Virginia Commonwealth University

VCU Massey Cancer Center

Clinical advances improve survivorship

by Cathy Roberts, Ph.D., clinical research

When VCU Massey Cancer Center's Bone Marrow Transplant (BMT) Program team made plans to honor patients with a day-long event, we had no idea about how many would attend. Maybe 100 or even 150, we thought. “We were delightfully astonished when well over 400 survivors and family members showed up,” said John McCarty, MD, BMT director.

Not only was the inaugural Day of Celebration, Education and Commemoration a day to remember, the fact that there are so many survivors who could attend is a milestone worthy of celebration itself. Advances in science at Massey have led to more patients being eligible for transplantation and improved outcomes for those treated.

There are five factors influencing the general increase in survivorship; see endnotes for greater detail:

  • More donors and better matching: there are more donors in the National Marrow Donors registry, and due to improved, DNA-based techniques for HLA (antigen) typing, more patients are able to receive an allogeneic transplant (where the stem cells come from a genetically similar, but not identical, donor) from within a larger pool of donors. Because more patients are able to be matched perfectly, they experience less incidence and severity of complications and graft rejection, leading to improved overall transplant survival.
  • Improvements in transplant preparative regimen: Massey is developing a wider range of options, including a risk-adapted and individualized treatment plan with a tailored preparative regimen to address high-risk patients, and patients with high-risk disease. In addition to transplant preparative regimens which employ the traditional, fully myeloablative approach, Massey is pioneering brand new approaches, such as immunotherapy in reduced intensity and non-myeloablative regimens.
  • Better infection prevention.
  • Improved stem cell collection for autologous transplants: through a clinical trial, Massey developed a new stem cell mobilization paradigm involving the drug Mozobil. The process allows for stem cell collection with fewer delays, less chance for relapse and the opportunity for an autologous transplant for otherwise ineligible patients.
  • Novel disease treatment agents: use of new drugs, and drugs for which there are new disease indications discovered through clinical trials, may result in a better response at the time of transplant and longer periods of remission

Massey’s Bone Marrow Transplant Program is the 14th largest transplant program in the nation (based on UHC data), up from 34th in 2003. The program continues to achieve lower than expected mortality overall, in both autologous and allogeneic transplant patients separately. The complex, older and high-risk patients treated at Massey and the increased volume has not resulted in poorer outcomes.

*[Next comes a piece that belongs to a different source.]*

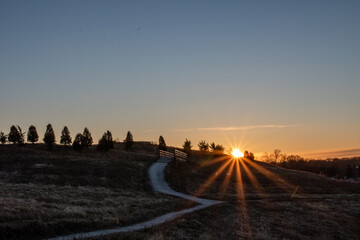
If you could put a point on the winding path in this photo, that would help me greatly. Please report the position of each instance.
(156, 174)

Clinical trials remain a vitally important engine for improving standards of care: four clinical trials since 2004 have been responsible for 138 transplants that would not have otherwise occurred, bringing curative options and hope to patients otherwise without curative options.

End Notes

1. Donors

  • DNA-based HLA typing results in increased accuracy and specificity, less incidence and severity of acute graft vs host disease (GVHD) and chronic graft vs host disease (cGVHD), less graft rejection, better engraftment and improved overall transplant survival.
  • With a greater number of registry donors, more patients are able to be matched perfectly with donors and thus able to receive an allogeneic transplant.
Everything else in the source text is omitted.